This situation repeats the powerful dynamic that destabilised and eventually ended the global British empire. Various forms of settler populism mobilised ‘the British people’ to usurp a corrupt state. Explaining Brexit as a function of a widely held ‘nostalgia for empire’ might risk ignoring the complex network of factors that contribute to memories of empire. After the empire has ended, this dynamic of populist power results in profound new fissures in the continuing – unfinished – story of England’s contraction as a nation.
This event was held on Monday 10 September at The University of Sydney.
Bill Schwarz is Professor of English at Queen Mary University of London. He is General Editor, with Catherine Hall, of the Duke University Press series, The Writings of Stuart Hall, and he has recently prepared for publication Hall’s memoir, Familiar Stranger. A Life Between Two Islands. His research focuses on decolonisation and postcolonial history. He is currently writing a three-volume history entitled Memories of Empire.
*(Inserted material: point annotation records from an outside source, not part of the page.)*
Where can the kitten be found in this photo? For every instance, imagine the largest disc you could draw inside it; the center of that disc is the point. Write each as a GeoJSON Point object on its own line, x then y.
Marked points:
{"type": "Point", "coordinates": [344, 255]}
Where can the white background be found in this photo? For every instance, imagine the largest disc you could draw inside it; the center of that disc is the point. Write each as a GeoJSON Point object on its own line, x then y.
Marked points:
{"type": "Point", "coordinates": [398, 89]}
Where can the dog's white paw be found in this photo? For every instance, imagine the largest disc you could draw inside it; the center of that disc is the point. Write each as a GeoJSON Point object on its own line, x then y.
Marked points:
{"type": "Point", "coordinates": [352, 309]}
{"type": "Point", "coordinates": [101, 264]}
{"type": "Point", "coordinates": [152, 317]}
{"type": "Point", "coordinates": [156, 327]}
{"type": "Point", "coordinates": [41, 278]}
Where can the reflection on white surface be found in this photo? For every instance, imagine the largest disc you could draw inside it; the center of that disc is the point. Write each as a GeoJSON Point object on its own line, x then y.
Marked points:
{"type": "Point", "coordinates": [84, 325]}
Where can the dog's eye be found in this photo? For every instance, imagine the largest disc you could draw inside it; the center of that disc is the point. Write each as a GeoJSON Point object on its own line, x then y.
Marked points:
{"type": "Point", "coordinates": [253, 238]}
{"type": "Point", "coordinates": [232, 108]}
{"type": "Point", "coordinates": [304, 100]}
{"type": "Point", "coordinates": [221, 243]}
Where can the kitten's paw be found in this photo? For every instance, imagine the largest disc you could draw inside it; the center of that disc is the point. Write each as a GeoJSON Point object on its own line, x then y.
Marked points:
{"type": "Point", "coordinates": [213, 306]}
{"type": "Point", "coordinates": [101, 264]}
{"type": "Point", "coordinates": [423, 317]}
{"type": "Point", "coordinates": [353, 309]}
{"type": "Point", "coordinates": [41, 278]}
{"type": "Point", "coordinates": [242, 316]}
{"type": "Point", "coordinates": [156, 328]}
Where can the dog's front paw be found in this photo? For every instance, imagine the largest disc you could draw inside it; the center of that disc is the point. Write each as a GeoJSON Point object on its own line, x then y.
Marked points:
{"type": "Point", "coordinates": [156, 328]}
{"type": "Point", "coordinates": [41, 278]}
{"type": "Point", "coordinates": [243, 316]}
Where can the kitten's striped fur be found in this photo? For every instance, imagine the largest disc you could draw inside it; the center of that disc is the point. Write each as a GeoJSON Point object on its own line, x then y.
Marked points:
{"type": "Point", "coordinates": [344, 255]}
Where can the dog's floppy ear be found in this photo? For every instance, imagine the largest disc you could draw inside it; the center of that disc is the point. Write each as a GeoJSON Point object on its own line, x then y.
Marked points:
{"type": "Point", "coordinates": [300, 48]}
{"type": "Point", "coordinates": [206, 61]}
The first volume, The White Man’s World, won the Longman-History Today prize for 2013. For many years he has been an editor of the world-renowned History Workshop Journal.
The J.M Ward Lecture honours the late John Manning Ward AO. Professor Ward was a distinguished historian, serving as Challis Professor of History from 1948 to 1979 and as Vice-Chancellor of the University of Sydney from 1981 to 1990.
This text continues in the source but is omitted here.